To maintain the quality Saddleberk strives to achieve, the company takes meat samples from Pickaway and audits farms at least quarterly. Saddleberk checks samples for marbling and pH while farms are audited for humane handling practices and animal well-being.
“We have certain animal welfare standards that we want to maintain,” Rigo says. “We make sure the animals all have access to open air and straw bedding. There’s definitely something to the fact that happy animals produce better quality. It’s good, both the animal welfare aspect and the finished product.”
Unlike the beef industry’s prime, choice and select grades, which come from a technical standard, pork relies on the knowledge of experts and those with industry experience to gauge quality. Other than using OSU occasionally to sample the meat quality and ensure the pH meet Saddleberk’s specifications, Saddleberk maintains quality itself.

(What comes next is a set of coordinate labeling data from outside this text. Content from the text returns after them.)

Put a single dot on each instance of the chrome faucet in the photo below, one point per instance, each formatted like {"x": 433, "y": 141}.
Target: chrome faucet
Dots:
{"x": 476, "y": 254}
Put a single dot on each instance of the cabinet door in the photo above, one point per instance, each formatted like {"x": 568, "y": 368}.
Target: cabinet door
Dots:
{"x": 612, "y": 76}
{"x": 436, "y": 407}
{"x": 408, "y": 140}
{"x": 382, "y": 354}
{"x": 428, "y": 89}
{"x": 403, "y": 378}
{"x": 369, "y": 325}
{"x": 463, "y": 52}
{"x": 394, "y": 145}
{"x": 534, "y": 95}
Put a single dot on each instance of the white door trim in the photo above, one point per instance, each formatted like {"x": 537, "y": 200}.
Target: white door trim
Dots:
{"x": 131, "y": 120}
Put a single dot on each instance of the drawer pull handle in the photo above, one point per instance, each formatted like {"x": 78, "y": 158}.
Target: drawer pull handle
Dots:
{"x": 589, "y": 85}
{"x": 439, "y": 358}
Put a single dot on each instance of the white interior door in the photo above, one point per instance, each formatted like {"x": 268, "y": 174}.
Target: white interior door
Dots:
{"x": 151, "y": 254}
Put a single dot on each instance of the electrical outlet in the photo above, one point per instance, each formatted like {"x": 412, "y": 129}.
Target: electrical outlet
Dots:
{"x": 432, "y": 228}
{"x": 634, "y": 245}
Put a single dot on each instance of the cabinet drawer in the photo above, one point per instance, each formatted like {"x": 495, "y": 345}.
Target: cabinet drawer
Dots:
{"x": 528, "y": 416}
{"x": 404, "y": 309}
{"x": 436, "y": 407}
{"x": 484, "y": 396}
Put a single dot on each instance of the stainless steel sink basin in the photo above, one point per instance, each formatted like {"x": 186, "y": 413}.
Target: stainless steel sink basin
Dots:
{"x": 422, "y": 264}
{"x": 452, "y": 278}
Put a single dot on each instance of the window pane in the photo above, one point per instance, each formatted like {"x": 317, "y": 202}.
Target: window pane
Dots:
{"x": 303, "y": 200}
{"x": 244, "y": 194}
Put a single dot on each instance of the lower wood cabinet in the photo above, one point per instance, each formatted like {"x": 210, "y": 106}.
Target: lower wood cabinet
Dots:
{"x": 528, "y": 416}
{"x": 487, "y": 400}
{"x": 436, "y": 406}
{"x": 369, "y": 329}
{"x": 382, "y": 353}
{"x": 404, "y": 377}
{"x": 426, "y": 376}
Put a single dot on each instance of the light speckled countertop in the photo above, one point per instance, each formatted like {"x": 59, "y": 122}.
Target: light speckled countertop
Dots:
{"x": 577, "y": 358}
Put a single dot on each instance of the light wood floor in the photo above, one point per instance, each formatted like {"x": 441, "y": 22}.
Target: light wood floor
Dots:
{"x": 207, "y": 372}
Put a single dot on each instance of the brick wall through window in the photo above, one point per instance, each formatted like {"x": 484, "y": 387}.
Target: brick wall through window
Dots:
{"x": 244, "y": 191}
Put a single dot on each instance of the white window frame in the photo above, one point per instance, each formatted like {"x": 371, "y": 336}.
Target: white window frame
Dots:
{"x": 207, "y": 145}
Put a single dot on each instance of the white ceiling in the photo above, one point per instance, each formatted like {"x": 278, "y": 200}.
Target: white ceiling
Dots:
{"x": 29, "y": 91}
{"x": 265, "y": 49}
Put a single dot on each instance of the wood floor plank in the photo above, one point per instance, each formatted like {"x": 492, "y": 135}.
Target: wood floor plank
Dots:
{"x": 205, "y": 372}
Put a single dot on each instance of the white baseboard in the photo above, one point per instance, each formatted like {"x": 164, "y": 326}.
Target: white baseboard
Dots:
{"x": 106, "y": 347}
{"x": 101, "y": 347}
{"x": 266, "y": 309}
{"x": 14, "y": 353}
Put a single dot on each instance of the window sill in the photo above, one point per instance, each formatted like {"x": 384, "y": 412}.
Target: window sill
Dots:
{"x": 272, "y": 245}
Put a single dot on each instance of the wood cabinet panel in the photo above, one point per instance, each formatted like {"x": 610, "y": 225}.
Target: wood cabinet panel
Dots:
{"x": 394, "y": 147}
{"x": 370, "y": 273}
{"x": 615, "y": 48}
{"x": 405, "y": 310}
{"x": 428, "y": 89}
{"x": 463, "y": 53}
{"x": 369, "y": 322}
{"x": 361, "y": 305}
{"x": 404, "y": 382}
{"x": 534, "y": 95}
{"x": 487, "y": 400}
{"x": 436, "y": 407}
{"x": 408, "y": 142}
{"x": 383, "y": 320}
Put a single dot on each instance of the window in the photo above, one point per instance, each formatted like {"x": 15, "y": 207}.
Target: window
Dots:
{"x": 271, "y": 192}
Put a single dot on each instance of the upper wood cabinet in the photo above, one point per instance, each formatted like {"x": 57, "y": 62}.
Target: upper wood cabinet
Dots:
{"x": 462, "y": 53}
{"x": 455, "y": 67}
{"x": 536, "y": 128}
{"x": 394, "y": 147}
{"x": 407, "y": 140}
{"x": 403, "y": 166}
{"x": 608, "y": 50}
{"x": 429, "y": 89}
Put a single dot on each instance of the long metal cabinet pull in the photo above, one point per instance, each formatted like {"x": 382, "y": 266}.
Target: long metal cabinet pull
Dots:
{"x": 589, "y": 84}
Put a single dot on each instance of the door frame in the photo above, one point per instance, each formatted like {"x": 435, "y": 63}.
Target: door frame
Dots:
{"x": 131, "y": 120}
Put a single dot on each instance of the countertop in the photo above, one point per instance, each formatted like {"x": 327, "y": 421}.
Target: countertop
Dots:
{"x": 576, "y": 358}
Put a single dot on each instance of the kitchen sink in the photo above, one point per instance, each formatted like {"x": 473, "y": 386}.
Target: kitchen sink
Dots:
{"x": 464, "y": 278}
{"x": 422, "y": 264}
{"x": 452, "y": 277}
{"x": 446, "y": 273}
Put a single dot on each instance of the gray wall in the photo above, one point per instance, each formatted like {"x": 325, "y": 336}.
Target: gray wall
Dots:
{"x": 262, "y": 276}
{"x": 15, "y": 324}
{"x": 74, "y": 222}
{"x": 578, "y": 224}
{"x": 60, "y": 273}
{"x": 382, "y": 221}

“It’s us making sure,” Rigo says, “there’s no professional auditing firm that we use or anything like that.”
In addition to monitoring and ensuring quality, Rigo and Saddleberk focus on relationships with current and potential custormers. In the past year, Saddleberk has grown its business about 75 percent, but as growth continues, those percentages will naturally go down.
Currently, Saddleberk sells nearly everything it produces weekly, and prefers to operate that way rather than carrying an inventory for which it will need to find customers.
“We’re looking for more partners that want to be long-term partners,” Rigo says. “In our business, you can’t put 20 or 30 more sows down and then have a customer go bad on you and have a glut of pork that you can’t sell.”
Rigo says Kroger and Heinen’s have been “…absolutely fantastic to work with.” With the two local retailers ordering mostly sausage products, Rigo sees a future where both carry a more diverse product mix, as well as seeing that product mix across a more regional landscape.
“It would be nice to get a few more retailers and then obviously continue to grow the restaurant and foodservice business,” he says.